Other songs may have to be rested as they became very marginal. Other songs, against the target ages, may enter broad acceptance as years go by. Or a song featured in a TV show or even in a commercial may get higher than normal scores.
And the rules on blending softer, medium and more up tempo songs may have to change to match the latest test. Using factor analysis we find which songs are less liked by certain subgroups of listeners and they are coded to not play too close to each other.
All this takes research, and then a skilled programmer who can take into account all the "evidence" and make the station sound good to all the potential listeners.
Contesting is noticeably different, sure. Apart from the morning show staples, mostly the standard national text to win contests. Even "Best Christmas Ever," while local so far as I can tell, moved from multiple call-in prizes per day to a text-in prize per day.
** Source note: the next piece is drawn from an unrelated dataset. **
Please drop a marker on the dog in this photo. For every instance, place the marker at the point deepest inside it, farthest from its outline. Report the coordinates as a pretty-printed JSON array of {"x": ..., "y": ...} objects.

An AC station is by nature not "active" and listeners need to be reminded and even incentivized to keep coming back.
The weekenders are gone for the most part, and they filled the midday slot in a couple of different combos since last spring. If nothing else, they didn't drop it entirely from a personality standpoint.
This is what happens when sales background folks dictate programming. True, nights and weekends don't sell a lot. But if your regular listeners find the station less "nice" to listen to if they listen in the evening or on Sunday afternoon, they may not be back on Monday or the next morning.
It's just interesting, and the pandemic would, I think, skews things to some degree. And perhaps it's death by a thousand paper cuts. All little things adding up to big results--and not in the good way.
You are right that this is the weakening of all the strong points of the stations, making it go from excellent to adequate. But the station owner is famous for accepting mediocrity.